Protecting estate funds is part of the responsibilities of an acting executor. Between the months of April and September 2018 financial losses caused by cybercrime increased by 25% according to the latest figures provided by Action Fraud. This means cyber criminals were able to steal £34.6 million during this time.

Conveyancing, Wills and Probate has become an attractive target for a specific type of cybercriminal. Probate cases often involve large amounts of liquid cash waiting to be transferred to beneficiaries and this is where these fraudsters are taking the opportunity to divert thousands of pounds of the estate’s money to themselves.

All solicitors have their own due diligence processes in place to try and protect their clients as much as possible from these types of scams. However, criminals have becoming more and more sophisticated in their attempts to defraud estates and these processes are being put to the test.
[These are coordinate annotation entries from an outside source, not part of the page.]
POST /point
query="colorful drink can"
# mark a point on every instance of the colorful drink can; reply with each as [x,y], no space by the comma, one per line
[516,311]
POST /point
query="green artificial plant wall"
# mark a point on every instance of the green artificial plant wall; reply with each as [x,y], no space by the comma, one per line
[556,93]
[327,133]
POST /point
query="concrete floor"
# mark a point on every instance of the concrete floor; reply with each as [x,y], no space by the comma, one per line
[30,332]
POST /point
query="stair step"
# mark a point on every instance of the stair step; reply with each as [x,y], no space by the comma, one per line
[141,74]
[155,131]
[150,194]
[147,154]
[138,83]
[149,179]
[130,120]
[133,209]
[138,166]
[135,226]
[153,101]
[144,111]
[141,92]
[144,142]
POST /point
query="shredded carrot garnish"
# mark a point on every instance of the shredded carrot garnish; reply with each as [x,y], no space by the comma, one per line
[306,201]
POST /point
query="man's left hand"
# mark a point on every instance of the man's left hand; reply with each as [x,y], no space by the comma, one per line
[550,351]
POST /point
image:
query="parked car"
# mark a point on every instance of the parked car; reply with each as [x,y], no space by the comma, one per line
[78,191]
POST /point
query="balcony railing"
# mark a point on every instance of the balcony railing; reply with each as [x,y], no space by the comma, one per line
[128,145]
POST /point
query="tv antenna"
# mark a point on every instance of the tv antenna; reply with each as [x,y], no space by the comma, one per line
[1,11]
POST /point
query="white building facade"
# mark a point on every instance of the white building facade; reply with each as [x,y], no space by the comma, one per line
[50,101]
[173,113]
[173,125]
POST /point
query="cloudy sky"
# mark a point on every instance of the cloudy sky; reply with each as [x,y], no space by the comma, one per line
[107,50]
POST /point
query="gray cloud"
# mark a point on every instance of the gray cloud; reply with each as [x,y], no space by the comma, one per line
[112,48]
A recent report by the Society of Trust and Estate Practitioners (STEP) has stated that probate fraud is predicted to be in the region of £150 million.

A third of the total cyber-attacks in 2018 were Email attacks and impersonation attacks. This is just one of the techniques used by cyber criminals to try and get their hands on an estates’ funds. Fraudsters will hack a beneficiaries Email address and provide incorrect bank details so that when the inheritance is distributed its paid directly into the criminal’s bank account.

Final Duties want to take extra precautions to protect our clients as much as possible. For this reason, we have chosen to use Lawyer checker’s consumer bank account checker to provide extra security for our clients. All of the solicitors on our panel are required to undertake a consumer bank account check for every beneficiary.

A consumer bank account check is used prior to any transfer of estate funds to ensure that the owner of the bank account is the intended beneficiary. This check will identify fraudulent bank accounts and ensure the safe transfer of a beneficiary’s inheritance.